Parmi les joyeusetés de la nouvelle nomenclature, il y avait les registres de langue. Au nombre de trois. Certains tatillons les multiplièrent à l'infini. C'est ainsi en pédagogie : la notation alphabétique fut préconisée par souci de clarté et de simplification : de A excellent à E minable. On connaît tous l'homo sapiens sapiens encore plus sapiens que tout le monde, qui crut bon de distinguer le A++, le A+, le A- et le A--, ce qui donne en taxinomie classique, successivement : 20/20 ; 19/20 ; 18/20 ; 17/20 ; le 16/20 se notant B++. Si je vous disais à combien de réunions pédagogiques nous avons été invités pour nous vanter les mérites de la note simplifiée...

Donc, soyons simple et clair. Trois niveaux de langue, à savoir la langue littéraire, la trop noble à n'utiliser que devant un public huppé au fait des bonnes manières ; la langue courante, celle de tous les jours et de presque tout le monde ; la langue familière, dite aussi vulgaire, dont des professeurs de collège trop bien élevés avaient du mal à trouver des exemples pour un jeune public aux oreilles encore chastes, mais friand de vulgarités professorales.


 
Prenons notre item initial. Vous vous promenez tranquillement sur la blogosphère en un endroit où vous ne devriez pas être. Comprenez bien que si les blogs sont ouverts à tous, ils sont avant tout la propriété de ceux qui les tiennent. Non, non ! Inutile de me servir ce que je suis capable de me reprocher tout seul ! Sur ce point je ne vaux pas plus cher.

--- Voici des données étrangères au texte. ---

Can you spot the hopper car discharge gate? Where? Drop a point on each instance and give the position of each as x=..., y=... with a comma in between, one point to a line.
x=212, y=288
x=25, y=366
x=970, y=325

Amusons-nous, si vous le voulez bien, à relever quelques blogs qui savent encore ce qu'est la langue soutenue, autrement dit littéraire. Ma liste n'a aucune prétention à l'exhaustivité :

Cas n° 1 : "Spammeurs 2.0, passez votre chemin".
Cas n° 2 : "Crazy man attention violent ame sensible passer votre chemin"
Cas n° 3 : "Passez votre chemin. Drôle d'époque"
Cas n° 4 : "Google chrome : passez votre chemin sur la version alpha !"

J'ai même trouvé ceci :

Cas n° 5 : "Ecolos intégristes, passez votre chemin, cet article n’est pas pour vous, comme d’hab. il est politiquement incorrect".

A l'heure où les rouges passent au vert, il faut être courageux pour oser ce genre d'allégation... Comme de dire à un vieux qu'on ne connaît pas : allez, ce temps qui vous reste, passez-le à vous reposer ! Ce temps-là ne vous appartient pas. Passez votre chemin !



Des policiers, qui ne s'embarrassent  pas de ces fioritures superflues, eussent dit, en registre courant : "Spammeurs 2, circulez ! Il n'y a rien à voir !"

Un père agacé, trop chèrement entouré d'une progéniture agitée, eût volontiers crié en langue familière : "Vous avez pas un peu fini de nous casser les oreilles. Fichez-moi le camp dehors !"

Donc, en conclusion provisoire, il convient de souligner la parfaite éducation du blogueur moyen qui vous met à la porte de son établissement en queue de pie et gants blancs, linguistiquement parlant s'entend.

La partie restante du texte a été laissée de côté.